Depletion of CSPP affected MyoGEF localization. HeLa cells were transfected with control siRNA (siCont; a–d) or hCSPP-L siRNA (sihCSPP-L; e–l). The transfected HeLa cells were fixed with methanol/acetone and subjected to immunofluorescence with antibodies specific for MyoGEF (green) and β-tubulin (red). The nuclei were stained with DAPI (blue). Bar, 20 μm.

Figure 6.

Depletion of MyoGEF or CSPP resulted in p-MRLC mislocalization during cytokinesis. HeLa cells were transfected with control siRNA (a–d), MyoGEF siRNA (e–l), hCSPP-L siRNA (m–p), or ECT2 siRNA (q–t). Seventy-two hours after transfection, the transfected cells were fixed with 4% paraformaldehyde and stained with antibodies specific for β-tubulin (red) and p-MRLC (green). The chromosomes were stained with DAPI (blue). Bar, 20 μm.

Figure 7.

Depletion of MyoGEF or CSPP affected the distribution of active RhoA during cytokinesis. (A) U2OS cells treated with siRNAs as indicated were fixed with TCA and subjected to immunofluorescence with an antibody specific for RhoA (red).

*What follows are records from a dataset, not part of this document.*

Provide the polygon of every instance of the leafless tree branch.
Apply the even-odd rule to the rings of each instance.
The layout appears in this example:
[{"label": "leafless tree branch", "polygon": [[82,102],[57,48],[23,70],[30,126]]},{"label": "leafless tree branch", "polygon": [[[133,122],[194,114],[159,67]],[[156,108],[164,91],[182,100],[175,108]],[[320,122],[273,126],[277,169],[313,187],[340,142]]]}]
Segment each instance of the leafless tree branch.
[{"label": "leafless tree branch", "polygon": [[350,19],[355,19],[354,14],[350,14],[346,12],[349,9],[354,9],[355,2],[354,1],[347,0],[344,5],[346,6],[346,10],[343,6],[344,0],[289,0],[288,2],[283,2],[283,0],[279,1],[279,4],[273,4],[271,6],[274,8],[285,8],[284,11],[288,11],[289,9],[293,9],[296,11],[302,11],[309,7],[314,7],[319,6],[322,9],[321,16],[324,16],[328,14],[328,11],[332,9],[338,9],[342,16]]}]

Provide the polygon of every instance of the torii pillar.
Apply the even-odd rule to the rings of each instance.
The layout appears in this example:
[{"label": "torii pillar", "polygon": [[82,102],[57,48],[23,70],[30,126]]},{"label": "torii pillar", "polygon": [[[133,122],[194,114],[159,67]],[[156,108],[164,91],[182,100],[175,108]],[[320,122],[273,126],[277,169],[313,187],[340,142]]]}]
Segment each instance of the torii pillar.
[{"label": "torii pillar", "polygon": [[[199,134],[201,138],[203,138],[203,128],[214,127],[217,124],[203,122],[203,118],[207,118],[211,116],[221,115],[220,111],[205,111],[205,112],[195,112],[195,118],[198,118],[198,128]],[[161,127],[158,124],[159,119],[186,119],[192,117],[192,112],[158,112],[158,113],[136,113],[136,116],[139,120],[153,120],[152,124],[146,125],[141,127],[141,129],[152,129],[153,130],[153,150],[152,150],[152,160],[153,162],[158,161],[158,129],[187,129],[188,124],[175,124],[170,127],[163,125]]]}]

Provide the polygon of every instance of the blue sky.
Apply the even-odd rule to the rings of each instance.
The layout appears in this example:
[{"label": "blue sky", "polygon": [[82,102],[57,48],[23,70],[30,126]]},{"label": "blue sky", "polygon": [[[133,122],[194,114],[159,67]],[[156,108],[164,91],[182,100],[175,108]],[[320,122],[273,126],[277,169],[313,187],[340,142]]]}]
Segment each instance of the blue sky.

The nuclei were stained with DAPI (blue). Bar, 20 μm. (B) U2OS cells treated with siRNAs as indicated were subjected to immunoblot analysis with antibodies as indicated. (C) The immunoblot images in B were quantified using the NIH Image program. (D) Depletion of MyoGEF interfered with YFP-ceRhoA distribution during cytokinesis. HeLa cells were transfected with a YFP-ceRhoA–expressing plasmid and control siRNA (a–d) or siMyoGEF (e–h). Forty-eight hours after transfection, the transfected cells were fixed with 4% paraformaldehyde and stained with an antibody specific for β-tubulin (red). The nuclei were stained with DAPI (blue). Bar, 20 μm.

Figure 8.

Depletion of MyoGEF affected ECT2 localization at the central spindle. (A) GST-tagged MyoGEF fragments (indicated by asterisks). (B) The GST pulldown assay using GST-tagged MyoGEF fragments and in vitro–translated Myc-ECT2. (C) HeLa cells were transfected with plasmids encoding GFP-MyoGEF and Myc-ECT2. At 0 or 12 h after release from thymidine block, the transfected cells were subjected to coimmunoprecipitation with anti-Myc antibody, followed by immunoblot analysis with antibodies as indicated. (D) Colocalization of endogenous MyoGEF and Myc-ECT2 to the midbody. (E) HeLa cells were treated with control siRNA (siCont; a–d) or MyoGEF siRNA (siMyoGEF; e–l). Seventy-two hours after transfection, the transfected cells were processed for immunofluorescence with antibodies specific for β-tubulin (red) and ECT2 (green). The chromosomes were stained with DAPI (blue). Note that cells in D were fixed with methanol/acetone (1:1), whereas cells in E were fixed with 4% paraformaldehyde. Bar, 20 μm.